At the outset, as Marc Bloch, another great theorist of history, founder of the Revista dos Annales said, “the historian is a child of his time”.[liiii] We can extend this methodological assumption to any and all science. There is no research that is not presentist, that is not somehow, in many ways, conditioned by the density of the present in which it was elaborated.[iii] How many scientists and thinkers in history have paid the price of their crafts with their lives? How is it possible to be passionate and maintain a disciplinary distance from your object of study if, for better or for worse, passion is the most powerful motive in defining choices in life and, without a doubt, in science? How to study such controversial topics, with passion and distance at the same time? Anyway, this is what we are given to see as possible in Marc Ferro! The goddess Clio forged her personality, but also her feelings. He was really a passionate man, but, he pretended to have told us, how he managed to master his passions while reflecting on the questions of his research on history, on cinema, on Russia, on the teaching of history, on the history of medicine, of colonialism , wars, etc.

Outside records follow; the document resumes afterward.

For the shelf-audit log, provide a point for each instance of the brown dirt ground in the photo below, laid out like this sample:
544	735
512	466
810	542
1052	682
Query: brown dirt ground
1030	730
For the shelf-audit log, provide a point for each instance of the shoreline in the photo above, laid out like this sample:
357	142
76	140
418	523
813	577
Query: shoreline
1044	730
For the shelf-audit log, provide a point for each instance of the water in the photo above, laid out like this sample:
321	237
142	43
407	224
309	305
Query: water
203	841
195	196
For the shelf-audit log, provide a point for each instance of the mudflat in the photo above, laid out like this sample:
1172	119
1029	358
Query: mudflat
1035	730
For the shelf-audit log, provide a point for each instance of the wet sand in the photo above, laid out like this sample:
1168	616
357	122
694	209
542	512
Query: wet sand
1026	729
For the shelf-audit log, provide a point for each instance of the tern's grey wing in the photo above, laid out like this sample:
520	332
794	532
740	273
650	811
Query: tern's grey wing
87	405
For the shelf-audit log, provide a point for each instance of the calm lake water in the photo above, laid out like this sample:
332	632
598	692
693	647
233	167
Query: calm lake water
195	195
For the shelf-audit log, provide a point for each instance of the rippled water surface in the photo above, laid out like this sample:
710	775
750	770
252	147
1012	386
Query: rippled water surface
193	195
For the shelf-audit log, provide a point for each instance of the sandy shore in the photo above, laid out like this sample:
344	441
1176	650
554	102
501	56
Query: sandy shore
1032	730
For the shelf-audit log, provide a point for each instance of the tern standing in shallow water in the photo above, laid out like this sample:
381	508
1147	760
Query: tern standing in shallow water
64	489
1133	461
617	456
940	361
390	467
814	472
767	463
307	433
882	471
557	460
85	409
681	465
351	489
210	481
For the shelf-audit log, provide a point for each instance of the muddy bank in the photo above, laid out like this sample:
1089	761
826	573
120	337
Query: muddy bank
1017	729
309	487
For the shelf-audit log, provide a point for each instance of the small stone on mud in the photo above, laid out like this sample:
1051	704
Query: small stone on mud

In fact, it was always the passion he exuded for history that made him a man of great charisma! His good humor at work, but also his sometimes acidic irony, quickly won over those who listened to him, be it an individual, a large amphitheater audience, or an international congress! If it was more difficult to identify people crying, moved when Ferro told a passage he witnessed, it was always very easy to observe entire audiences laughing at his anecdotes. Some testimonies told us that he managed to laugh and make people laugh in his last days, despite all the difficulties. He already had little vision, was undergoing three hemodialysis a week, lost his wife two months before he died, and finally, the contamination with the new coronavirus. It is not known exactly whether it was Covid-19 that took him, because doctors had declared him victorious over it at the age of 96. Maybe sequels accelerated his departure.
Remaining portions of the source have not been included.